Preface Or: What Are You Getting Yourself Into Here?
Hello adventurous reader, welcome to our book! At this point, I assume that you’re either interested in learning more about the wonders of stream processing or hoping to spend a few hours reading about the glory of the majestic brown trout. Either way, I salute you! That said, those of you in the latter bucket who don’t also have an advanced understanding of computer science should consider how prepared you are to deal with disappointment before forging ahead; caveat piscator, and all that.

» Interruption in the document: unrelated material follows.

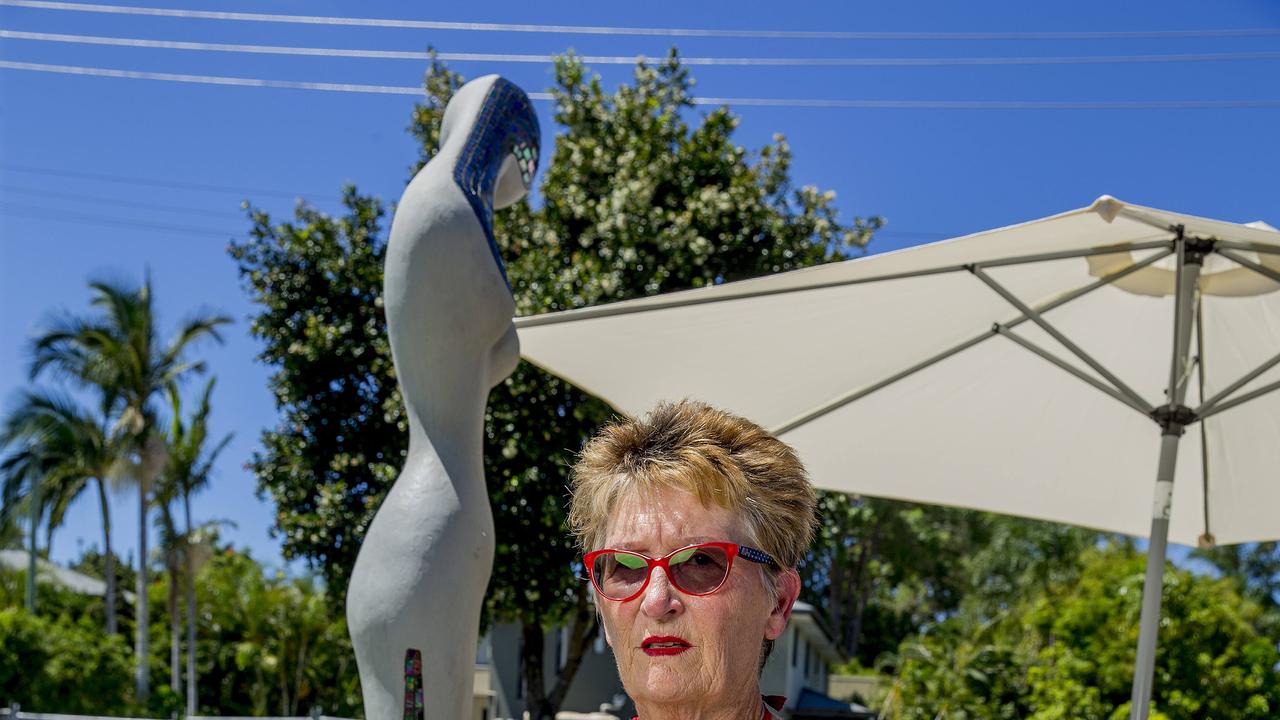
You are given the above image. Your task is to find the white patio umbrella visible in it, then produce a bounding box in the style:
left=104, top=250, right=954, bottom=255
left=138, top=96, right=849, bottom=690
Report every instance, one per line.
left=516, top=196, right=1280, bottom=719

To set the tone for this book from the get go, I wanted to give you a heads up about a couple of things. First, this book is a little strange in that we have multiple authors, but we’re not pretending that we somehow all speak and write in the same voice like we’re weird identical triplets who happened to be born to different sets of parents. Because as interesting as that sounds, the end result would actually be less enjoyable to read. Instead, we’ve opted to each write in our own voices, and we’ve granted the book just enough self-awareness to be able to make reference to each of us where appropriate, but not so much self-awareness that it resents us for making it only into a book and not something cooler like a robot dinosaur with a Scottish accent.1
As far as voices go, there are three you’ll come across:
That would be me. If you haven’t explicitly been told someone else is speaking, you can assume that it’s me, because we added the other authors somewhat late in the game, and I was basically like, “hells no” when I thought about going back and updating everything I’d already written. I’m the technical lead for the Data Processing Languages ands Systems2 group at Google, responsible for Google Cloud Dataflow, Google’s Apache Beam efforts, as well as Google-internal data processing systems such as Flume, MillWheel, and MapReduce. I’m also a founding Apache Beam PMC member.
Slava was a long-time member of the MillWheel team at Google, and later an original member of the Windmill team that built MillWheel’s successor, the heretofore unnamed system that powers the Streaming Engine in Google Cloud Dataflow. Slava is the foremost expert on watermarks and time semantics in stream processing systems the world over, period. You might find it unsurprising then that he’s the author of Chapter 3, Watermarks.
Reuven is at the bottom of this list because he has more experience with stream processing than both Slava and me combined and would thus crush us if he were placed any higher. Reuven has created or led the creation of nearly all of the interesting systems-level magic in Google’s general-purpose stream processing engines, including applying an untold amount of attention to detail in providing high-throughput, low-latency, exactly-once semantics in a system that nevertheless utilizes fine-grained checkpointing. You might find it unsurprising that he’s the author of Chapter 5, Exactly-Once and Side Effects. He also happens to be an Apache Beam PMC member.
Navigating This Book
Now that you know who you’ll be hearing from, the next logical step would be to find out what you’ll be hearing about, which brings us to the second thing I wanted to mention. There are conceptually two major parts to this book, each with four chapters, and each followed up by a chapter that stands relatively independently on its own.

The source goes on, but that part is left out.